After he received an email from a pro-life doctor, Obama recalls how he softened his website's harsh rhetoric on abortion, writing: "[T]hat night, before I went to bed, I said a prayer of my own--that I might extend the same presumption of good faith to others that the doctor had extended to me."

In short, Obama's own approach is insistently charitable. He assumes decency and good faith on the part of those who disagree with him.
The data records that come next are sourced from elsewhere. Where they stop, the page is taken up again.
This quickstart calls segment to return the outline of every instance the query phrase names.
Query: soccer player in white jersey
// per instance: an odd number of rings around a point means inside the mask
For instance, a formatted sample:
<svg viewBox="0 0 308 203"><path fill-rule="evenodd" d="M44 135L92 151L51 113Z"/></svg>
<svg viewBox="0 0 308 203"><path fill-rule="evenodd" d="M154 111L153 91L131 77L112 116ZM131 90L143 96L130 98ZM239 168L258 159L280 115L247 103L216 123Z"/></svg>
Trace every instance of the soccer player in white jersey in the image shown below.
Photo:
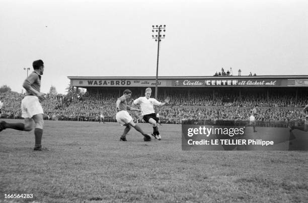
<svg viewBox="0 0 308 203"><path fill-rule="evenodd" d="M131 91L127 89L124 91L123 95L118 98L117 100L116 110L117 113L116 115L116 119L121 125L124 125L126 127L124 129L124 132L120 138L120 141L127 141L126 140L126 134L129 131L131 127L142 134L144 137L143 138L144 141L150 141L151 136L148 134L144 133L140 126L134 122L132 118L127 112L127 110L137 111L141 111L140 109L127 106L126 101L129 100L131 97Z"/></svg>
<svg viewBox="0 0 308 203"><path fill-rule="evenodd" d="M257 132L256 130L256 118L255 116L257 115L257 109L258 109L258 107L259 106L258 104L256 104L255 106L255 107L253 109L250 110L250 116L249 117L249 123L245 125L245 127L248 126L252 126L254 128L254 132Z"/></svg>
<svg viewBox="0 0 308 203"><path fill-rule="evenodd" d="M163 106L169 104L170 99L167 97L165 100L165 102L160 102L154 98L150 98L151 93L151 88L146 88L145 89L145 96L140 97L134 100L133 104L134 105L140 104L143 120L145 122L151 124L153 127L152 136L159 140L161 140L161 137L159 131L158 125L159 118L156 116L153 105Z"/></svg>
<svg viewBox="0 0 308 203"><path fill-rule="evenodd" d="M22 116L25 118L25 124L22 123L0 122L0 131L6 128L21 131L30 131L33 128L33 121L35 123L34 151L48 150L42 147L42 137L44 120L43 108L40 101L45 99L45 94L40 92L41 76L44 72L44 62L37 60L32 63L34 71L24 82L23 87L26 89L26 95L22 101Z"/></svg>
<svg viewBox="0 0 308 203"><path fill-rule="evenodd" d="M290 127L290 132L294 129L297 129L305 132L308 131L308 104L301 110L300 113L305 116L305 123L303 127L296 126L292 125Z"/></svg>
<svg viewBox="0 0 308 203"><path fill-rule="evenodd" d="M159 124L160 125L162 125L162 124L161 124L161 120L160 120L160 114L157 113L156 114L156 117L157 117L157 118L158 118L158 120L159 120L157 123Z"/></svg>
<svg viewBox="0 0 308 203"><path fill-rule="evenodd" d="M100 115L100 123L101 122L103 121L103 123L105 123L105 117L104 117L104 115L103 115L103 112L101 112L101 115Z"/></svg>

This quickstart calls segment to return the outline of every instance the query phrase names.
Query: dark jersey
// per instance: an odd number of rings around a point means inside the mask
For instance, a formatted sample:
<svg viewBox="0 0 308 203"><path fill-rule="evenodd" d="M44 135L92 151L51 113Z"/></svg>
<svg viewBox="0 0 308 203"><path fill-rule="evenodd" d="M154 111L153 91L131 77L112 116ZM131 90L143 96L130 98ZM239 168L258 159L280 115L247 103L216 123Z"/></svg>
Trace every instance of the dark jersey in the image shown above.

And he wants to hear what they have to say. Both in substance and in tone, Obama questions the conventional political distinctions between "the left" and "the right" He has attracted significant support from Republicans and independents, and it is largely for this reason.

From knowing Obama for many years, I have no doubts about his ability to lead. He knows a great deal, and he is a quick learner. Even better, he knows what he does not know, and there is no question that he would assemble an accomplished, experienced team of advisers. His brilliant administration of his own campaign provides helpful evidence here.

But there may be some fragility to the public fervor that has occasionally envelops him. Crowds and cults can be fickle, and if some of his decisions disappoint, or turn out badly, his support will diminish. Some people think it might even collapse.

My own concern involves the importance of internal debate. The greatest American presidents (above all Lincoln and Roosevelt) benefited from robust dialogue and from advisers who avoided saying, "how wonderful you are," and were willing to say: "Mr President, your thinking about this is all wrong." Because Obama himself is exceptionally able, and because so many people are treating him as a near-messiah, his advisers might be too deferential, too unwilling to question. There is a real risk here. But I believe that his humility, and his intense desire to seek out dissenting views, will prove crucial safeguards.

In the 2000 campaign, Bush proclaimed himself a "uniter, not a divider," only to turn out to be the most divisive President in memory. Because of his own certainty, and his lack of curiosity about what others might think, Bush polarized the nation. Many of his most ambitious plans went nowhere as a result.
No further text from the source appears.